Dozens of studies were presented or at least distributed at the Federal Reserve Bank of Chicago's annual Bank Structure and Competition conference last week. A few are highlighted below, and all are available through the Chicago Fed's Web site, www.frbchi.org.

Banks are less likely to merge if their chief executive officers are paid in stock, write Richard T. Bliss of Babson College and Richard J. Rosen of Indiana University.

The researchers find that mergers typically result in higher pay for chief executives but lower stock prices. This means chief executives have an incentive to undertake mergers that are not in the best interest of shareholders. "The CEO wins, even when the stock market bids the price down," Mr.
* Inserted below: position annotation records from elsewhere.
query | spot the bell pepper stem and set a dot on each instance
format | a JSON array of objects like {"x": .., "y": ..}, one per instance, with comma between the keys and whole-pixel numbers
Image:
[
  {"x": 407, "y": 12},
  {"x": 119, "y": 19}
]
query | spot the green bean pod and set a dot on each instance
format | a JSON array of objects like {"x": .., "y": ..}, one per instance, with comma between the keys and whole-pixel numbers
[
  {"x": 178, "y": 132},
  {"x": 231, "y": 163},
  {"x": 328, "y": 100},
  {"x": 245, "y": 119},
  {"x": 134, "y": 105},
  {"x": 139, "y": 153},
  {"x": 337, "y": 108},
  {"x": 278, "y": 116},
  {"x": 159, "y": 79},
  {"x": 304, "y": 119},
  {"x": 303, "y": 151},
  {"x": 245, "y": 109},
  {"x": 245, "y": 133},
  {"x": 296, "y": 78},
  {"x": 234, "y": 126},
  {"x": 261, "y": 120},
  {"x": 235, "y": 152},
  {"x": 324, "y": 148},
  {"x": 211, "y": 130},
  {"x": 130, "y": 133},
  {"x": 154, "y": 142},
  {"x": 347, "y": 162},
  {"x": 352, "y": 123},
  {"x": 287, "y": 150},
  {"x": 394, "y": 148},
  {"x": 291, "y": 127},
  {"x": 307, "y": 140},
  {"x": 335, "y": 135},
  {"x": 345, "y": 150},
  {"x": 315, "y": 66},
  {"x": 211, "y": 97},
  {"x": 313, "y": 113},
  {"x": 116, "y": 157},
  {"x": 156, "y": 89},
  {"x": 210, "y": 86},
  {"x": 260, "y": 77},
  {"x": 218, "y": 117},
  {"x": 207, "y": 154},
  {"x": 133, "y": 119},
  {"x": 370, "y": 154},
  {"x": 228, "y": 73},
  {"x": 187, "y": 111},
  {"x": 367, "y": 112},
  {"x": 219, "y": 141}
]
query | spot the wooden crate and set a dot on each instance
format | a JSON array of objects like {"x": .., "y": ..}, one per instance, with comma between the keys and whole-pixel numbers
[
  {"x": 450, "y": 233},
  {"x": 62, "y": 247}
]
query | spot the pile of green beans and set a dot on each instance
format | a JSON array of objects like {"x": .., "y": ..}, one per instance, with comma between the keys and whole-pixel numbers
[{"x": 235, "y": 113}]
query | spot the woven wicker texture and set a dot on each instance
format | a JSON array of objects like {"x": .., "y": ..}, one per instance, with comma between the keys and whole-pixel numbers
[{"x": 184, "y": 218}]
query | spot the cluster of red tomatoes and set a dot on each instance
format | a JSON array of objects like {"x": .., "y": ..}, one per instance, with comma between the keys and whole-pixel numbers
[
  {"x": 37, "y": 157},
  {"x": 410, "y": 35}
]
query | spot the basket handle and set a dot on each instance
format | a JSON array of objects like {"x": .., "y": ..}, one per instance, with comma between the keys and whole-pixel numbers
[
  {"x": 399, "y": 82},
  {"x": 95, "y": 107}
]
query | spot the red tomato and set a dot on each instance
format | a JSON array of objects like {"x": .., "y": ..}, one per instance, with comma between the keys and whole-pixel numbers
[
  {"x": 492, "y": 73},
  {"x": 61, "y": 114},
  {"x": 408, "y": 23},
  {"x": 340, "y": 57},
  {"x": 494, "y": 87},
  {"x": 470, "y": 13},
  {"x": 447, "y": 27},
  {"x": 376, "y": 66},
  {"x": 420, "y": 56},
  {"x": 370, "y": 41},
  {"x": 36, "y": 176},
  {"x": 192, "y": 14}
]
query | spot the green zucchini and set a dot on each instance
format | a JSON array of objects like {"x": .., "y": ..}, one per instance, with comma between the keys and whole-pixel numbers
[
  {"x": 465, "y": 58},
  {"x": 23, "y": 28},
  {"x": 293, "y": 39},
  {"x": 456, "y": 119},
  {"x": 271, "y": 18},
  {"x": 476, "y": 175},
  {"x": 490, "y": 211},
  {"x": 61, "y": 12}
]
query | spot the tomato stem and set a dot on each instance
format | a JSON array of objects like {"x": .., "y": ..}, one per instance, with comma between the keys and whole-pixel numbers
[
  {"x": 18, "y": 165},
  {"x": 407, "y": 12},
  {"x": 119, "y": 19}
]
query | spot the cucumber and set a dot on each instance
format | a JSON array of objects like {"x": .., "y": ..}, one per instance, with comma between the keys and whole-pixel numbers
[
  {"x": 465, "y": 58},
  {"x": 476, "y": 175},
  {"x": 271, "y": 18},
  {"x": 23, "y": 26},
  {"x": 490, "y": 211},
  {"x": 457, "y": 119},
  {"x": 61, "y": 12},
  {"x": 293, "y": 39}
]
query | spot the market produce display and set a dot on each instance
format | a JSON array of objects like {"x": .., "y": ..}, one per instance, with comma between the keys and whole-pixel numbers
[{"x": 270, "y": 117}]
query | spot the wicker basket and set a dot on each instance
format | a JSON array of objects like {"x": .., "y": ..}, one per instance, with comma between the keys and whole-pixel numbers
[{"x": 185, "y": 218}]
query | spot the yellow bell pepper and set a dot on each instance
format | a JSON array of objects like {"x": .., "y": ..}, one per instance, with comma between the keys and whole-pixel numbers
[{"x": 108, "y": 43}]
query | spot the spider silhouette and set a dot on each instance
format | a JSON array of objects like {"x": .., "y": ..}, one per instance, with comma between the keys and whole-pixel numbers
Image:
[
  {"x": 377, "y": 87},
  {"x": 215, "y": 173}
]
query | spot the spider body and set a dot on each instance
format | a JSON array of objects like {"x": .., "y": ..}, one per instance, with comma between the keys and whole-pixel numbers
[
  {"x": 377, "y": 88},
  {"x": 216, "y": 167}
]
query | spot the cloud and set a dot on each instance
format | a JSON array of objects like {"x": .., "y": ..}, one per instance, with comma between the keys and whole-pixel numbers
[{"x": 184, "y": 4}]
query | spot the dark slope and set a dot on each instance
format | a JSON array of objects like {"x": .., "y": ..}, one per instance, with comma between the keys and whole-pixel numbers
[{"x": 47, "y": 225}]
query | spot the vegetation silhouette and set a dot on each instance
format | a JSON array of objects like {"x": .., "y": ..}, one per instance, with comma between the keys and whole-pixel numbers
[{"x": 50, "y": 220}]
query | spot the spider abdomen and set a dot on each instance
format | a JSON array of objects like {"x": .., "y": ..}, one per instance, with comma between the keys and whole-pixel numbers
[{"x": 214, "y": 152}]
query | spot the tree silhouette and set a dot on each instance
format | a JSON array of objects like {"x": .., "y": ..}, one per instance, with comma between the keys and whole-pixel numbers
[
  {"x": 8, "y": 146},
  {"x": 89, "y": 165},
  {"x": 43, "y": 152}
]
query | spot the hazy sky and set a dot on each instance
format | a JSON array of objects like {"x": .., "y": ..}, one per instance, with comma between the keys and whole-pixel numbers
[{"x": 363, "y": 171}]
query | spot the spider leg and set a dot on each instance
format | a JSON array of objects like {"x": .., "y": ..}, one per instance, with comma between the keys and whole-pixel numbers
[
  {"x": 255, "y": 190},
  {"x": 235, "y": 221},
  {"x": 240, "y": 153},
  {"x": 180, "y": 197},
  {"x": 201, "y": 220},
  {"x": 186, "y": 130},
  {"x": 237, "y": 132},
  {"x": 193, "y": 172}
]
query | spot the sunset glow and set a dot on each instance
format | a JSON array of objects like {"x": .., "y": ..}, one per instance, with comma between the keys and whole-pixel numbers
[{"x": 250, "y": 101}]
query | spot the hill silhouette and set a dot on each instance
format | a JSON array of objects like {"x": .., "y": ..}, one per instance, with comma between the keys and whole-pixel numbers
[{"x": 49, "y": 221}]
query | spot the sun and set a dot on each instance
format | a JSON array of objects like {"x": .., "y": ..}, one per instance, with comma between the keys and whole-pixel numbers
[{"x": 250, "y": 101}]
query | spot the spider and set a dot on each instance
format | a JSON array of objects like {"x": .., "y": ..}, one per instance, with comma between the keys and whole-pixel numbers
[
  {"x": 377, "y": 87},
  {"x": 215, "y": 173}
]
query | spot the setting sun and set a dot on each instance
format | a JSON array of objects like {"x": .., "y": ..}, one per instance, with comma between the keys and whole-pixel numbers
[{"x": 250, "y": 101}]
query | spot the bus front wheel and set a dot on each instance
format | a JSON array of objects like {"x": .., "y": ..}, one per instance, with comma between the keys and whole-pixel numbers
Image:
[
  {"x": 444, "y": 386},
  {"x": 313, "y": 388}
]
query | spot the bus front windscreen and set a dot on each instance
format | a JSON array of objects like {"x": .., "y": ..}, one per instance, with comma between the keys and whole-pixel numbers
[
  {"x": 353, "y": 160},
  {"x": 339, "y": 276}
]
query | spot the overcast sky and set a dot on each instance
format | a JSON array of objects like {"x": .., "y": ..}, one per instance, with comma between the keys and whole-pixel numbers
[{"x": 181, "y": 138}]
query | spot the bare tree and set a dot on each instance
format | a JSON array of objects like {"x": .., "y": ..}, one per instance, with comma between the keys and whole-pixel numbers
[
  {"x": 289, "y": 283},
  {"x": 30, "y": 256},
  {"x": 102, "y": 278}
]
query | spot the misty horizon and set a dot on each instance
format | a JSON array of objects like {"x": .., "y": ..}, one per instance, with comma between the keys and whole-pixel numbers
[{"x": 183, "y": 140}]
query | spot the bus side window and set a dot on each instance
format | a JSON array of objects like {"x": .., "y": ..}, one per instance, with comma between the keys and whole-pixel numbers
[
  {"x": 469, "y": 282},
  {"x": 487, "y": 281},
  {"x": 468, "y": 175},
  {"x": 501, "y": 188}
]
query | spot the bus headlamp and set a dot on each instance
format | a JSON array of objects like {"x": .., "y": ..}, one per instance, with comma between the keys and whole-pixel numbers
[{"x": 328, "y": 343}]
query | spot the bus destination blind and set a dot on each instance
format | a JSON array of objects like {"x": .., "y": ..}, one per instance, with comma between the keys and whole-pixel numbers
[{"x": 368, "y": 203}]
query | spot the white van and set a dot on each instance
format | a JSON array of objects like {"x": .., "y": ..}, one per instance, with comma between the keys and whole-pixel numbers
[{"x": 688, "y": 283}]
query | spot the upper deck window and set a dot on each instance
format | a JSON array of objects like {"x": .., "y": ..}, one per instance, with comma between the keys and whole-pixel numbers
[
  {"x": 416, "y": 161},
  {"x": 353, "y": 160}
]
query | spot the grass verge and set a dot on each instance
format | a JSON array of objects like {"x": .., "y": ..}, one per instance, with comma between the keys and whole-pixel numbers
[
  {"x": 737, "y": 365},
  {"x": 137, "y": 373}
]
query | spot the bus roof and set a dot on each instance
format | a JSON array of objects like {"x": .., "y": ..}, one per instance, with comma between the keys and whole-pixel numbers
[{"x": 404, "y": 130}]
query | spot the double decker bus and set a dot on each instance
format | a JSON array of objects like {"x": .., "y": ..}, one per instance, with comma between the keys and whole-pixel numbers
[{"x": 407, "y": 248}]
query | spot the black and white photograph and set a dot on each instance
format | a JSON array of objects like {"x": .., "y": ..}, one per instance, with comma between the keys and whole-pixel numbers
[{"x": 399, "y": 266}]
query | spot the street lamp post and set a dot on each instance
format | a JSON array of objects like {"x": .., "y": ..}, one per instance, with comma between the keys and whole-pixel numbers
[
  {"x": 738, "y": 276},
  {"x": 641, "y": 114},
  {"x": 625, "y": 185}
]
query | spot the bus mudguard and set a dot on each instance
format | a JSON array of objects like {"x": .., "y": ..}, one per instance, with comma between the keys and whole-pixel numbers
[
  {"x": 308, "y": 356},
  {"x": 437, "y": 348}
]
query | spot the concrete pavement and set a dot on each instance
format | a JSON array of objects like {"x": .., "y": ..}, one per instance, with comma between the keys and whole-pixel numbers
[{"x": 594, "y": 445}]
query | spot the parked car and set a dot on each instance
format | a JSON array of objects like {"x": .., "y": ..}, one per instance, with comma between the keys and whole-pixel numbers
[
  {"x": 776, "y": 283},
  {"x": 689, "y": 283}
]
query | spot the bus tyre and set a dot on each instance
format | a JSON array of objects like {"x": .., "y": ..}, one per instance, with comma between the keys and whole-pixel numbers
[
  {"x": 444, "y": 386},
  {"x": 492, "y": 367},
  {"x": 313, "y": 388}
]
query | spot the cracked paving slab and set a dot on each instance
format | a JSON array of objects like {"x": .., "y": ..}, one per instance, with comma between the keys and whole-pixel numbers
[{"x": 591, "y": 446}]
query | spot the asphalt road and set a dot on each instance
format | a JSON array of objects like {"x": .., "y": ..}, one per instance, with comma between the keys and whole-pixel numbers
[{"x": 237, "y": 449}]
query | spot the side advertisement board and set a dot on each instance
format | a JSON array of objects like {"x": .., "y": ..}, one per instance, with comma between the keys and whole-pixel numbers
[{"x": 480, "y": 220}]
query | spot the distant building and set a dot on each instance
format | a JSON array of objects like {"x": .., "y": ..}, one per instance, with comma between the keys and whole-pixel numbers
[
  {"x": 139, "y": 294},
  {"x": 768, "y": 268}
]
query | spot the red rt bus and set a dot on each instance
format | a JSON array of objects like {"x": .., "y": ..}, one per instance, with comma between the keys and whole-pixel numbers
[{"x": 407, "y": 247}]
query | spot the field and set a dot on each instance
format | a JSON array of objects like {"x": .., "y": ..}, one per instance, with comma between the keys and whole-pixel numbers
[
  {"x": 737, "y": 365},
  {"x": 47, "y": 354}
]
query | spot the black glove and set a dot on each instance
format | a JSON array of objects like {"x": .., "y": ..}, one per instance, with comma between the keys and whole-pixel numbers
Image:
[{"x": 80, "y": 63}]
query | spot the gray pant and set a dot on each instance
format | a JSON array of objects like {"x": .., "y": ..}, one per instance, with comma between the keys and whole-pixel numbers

Rosen explains.

To eliminate this incentive, the researchers say, companies should pay their executives in stock. This would make top managers less likely to undertake mergers and other projects detrimental to investors. "You'll pay them less and there will be fewer mergers," he says.

The study, "CEO Compensation and Bank Mergers," covers 60 major deals from 1986 to 1995 that were collectively worth $729 billion. The average bank asset size was $63 billion, though the researchers say their findings hold true for smaller banks.

Overages in Mortgage Pricing" dissects who pays more for home loans and why. Harold A. Black, Thomas P. Boehm, and Ramon P. DeGennaro, all professors at the University of Tennessee, find that competition plays a large role in determining how much a borrower pays.

For example, the average overage paid on a 30-year fixed mortgage is 21.3 basis points, versus 26.2 on all other mortgages. The market for long- term mortgages is broader and deeper, so borrowers have more leverage. "Competition protects the borrower," Mr. Black explains. The researchers also find that women pay more than male borrowers, 25.6 basis points versus 21.1 basis points. Male loan officers collect larger overages than female loan officers, 60.4 basis points compared with 41.3.

As more people declare bankruptcy, the social stigma is reduced and the number of filings increases, according to David B. Gross of the University of Chicago and Nicholas S. Souleles of the University of Pennsylvania.

In "Explaining the Increase in Bankruptcy and Delinquency: Stigma versus Risk-Composition," the authors studied how the probability of default changed from 1995 through 1997 for individuals with identical risk characteristics.

Using data on more than 100,000 accounts from several credit card issuers, the study finds that people were 4% more likely to default and 1% more likely to declare bankruptcy.

Figuring it would be difficult to reverse such a trend, the authors recommend that Congress make it more expensive to declare bankruptcy.